My direct personal experience of the divine has been fairly limited. I’m not a channel, nor do I think I would be particularly well-suited to it. As Teo Bishop wrote in his blog, I reach through the imagination.
I have had a strained relationship with male deities, owing largely to my early (and severe) indoctrination into the monster-god of the Old Testament in the Bible. I had a brief exchange with Jesus, once, shortly after I’d broken with Christianity for good: we stood on different sides of a river. I told him I had absolutely nothing against him, but I just couldn’t continue to deal with his father, especially with all his father’s crazy-assed followers out there screaming Hellfire and Damnation at the top of their lungs.
He made a face, and replied, “You’re lucky. He’s MY Dad.” It was funny and sad at the same time.
Goddesses have been better to me and for me over the past fifteen years. My first contact was the first time I cast a circle. It must have been 1995 or early 1996, because I remember sitting on my bed, the only space in my post-divorce rental situation where I could sit and call it my own.
First times for many things are the best, because you are paying such close attention. I felt quite distinctly the four elements that I called, and when I called the fifth element (spirit), I felt them all snap into place as though I had just erected a tent. I then invited the divine into that tent and was answered.
It was a very brief contact, and I have to say (smiling) that I never quite caught her name. I ventured Demeter as a guess, and her reply was, “That will do.” It wasn’t quite right, though, and that sense has dogged me ever since: that the old pantheons have passed on, but what they represented is still there, waiting for a new form and new myths.
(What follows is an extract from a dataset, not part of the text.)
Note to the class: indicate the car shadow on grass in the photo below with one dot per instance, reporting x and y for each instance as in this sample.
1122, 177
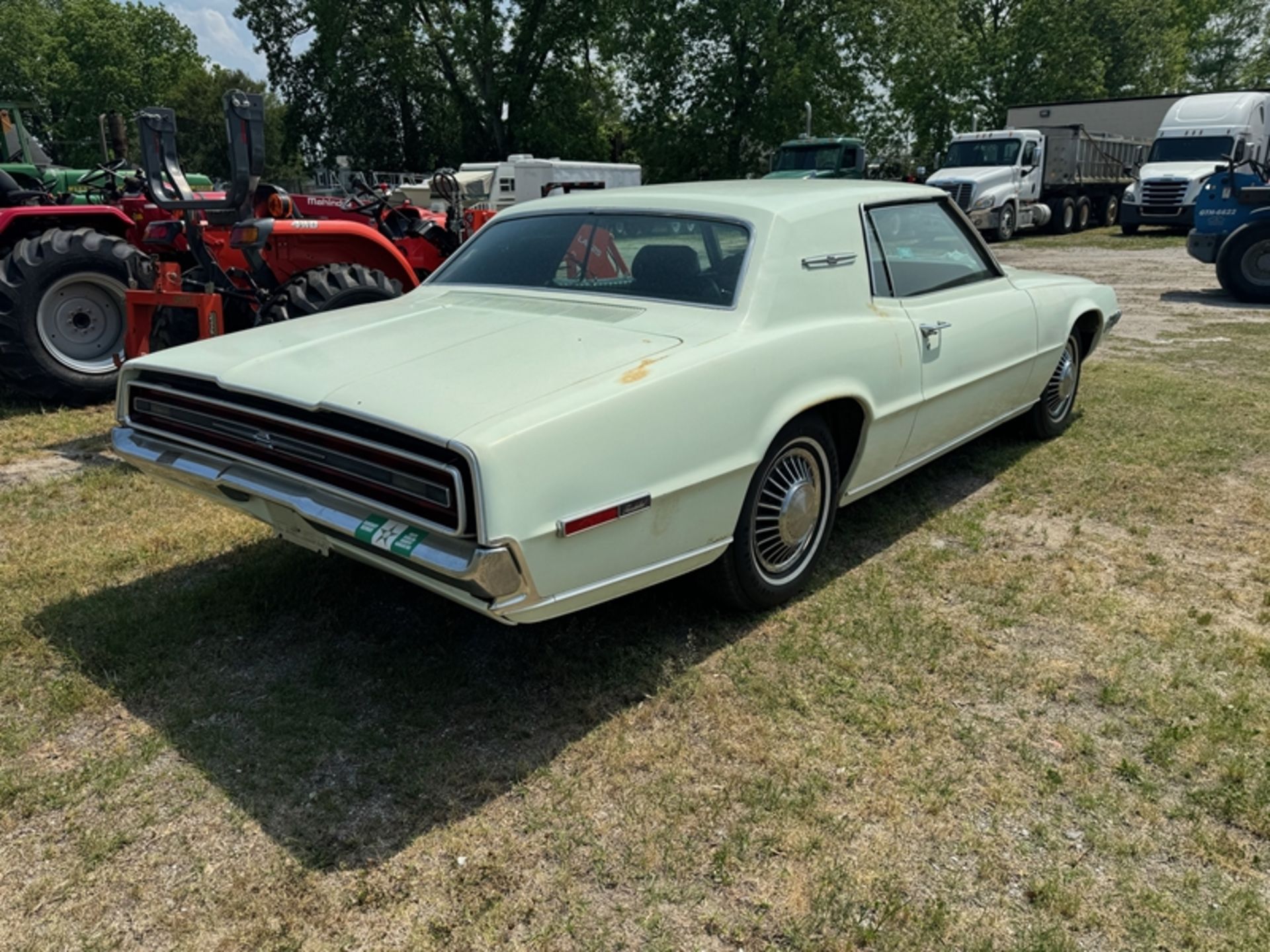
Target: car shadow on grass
347, 711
I noticed that same dissolving of old boundaries again at my second Dragonfest in 1997. One of the priestesses who volunteered for the Drawing Down was complaining about the experience. She was used to channeling “her” goddess, but when she got out there for the Dragonfest rite, she said it was like being in Grand Central Station, with goddesses and even gods popping in and out of her like commuter trains, depending on the needs of the seeker. She said it was extremely uncomfortable and exhausting.
In the old days (and old tales) Hera and Aphrodite would have snatched each other bald; Mars and Hephaestus would have come to blows. Who knows what Innana and Pachamama might have done, had there been any contact between two cultures so thoroughly separated by time and space?
At Dragonfest, however, there seemed to be a much higher level of cooperation among old rivals and indiscriminately diverse pantheons. I even asked who had put Prozac in the gods’ coffee, which earned me a few glares from the less-irreverent Pagans.
But I think this merging and blending is both inevitable, and a hopeful sign. We’ve lived under the sign of conquest for at least ten thousand years, from the brutal city-states of Mesopotamia, to the burning bush in the desert that set itself above all other gods, to the conquering sign of Emperor Constantine, to the ongoing war of extinction between Christianity and Islam, to the “triumph of capitalism” that is turning the earth into a wasteland.
We need a new model and mythology of cooperation, not of conflict and conquest.
Perhaps the gods are willing to give us this, if we are willing to imagine it.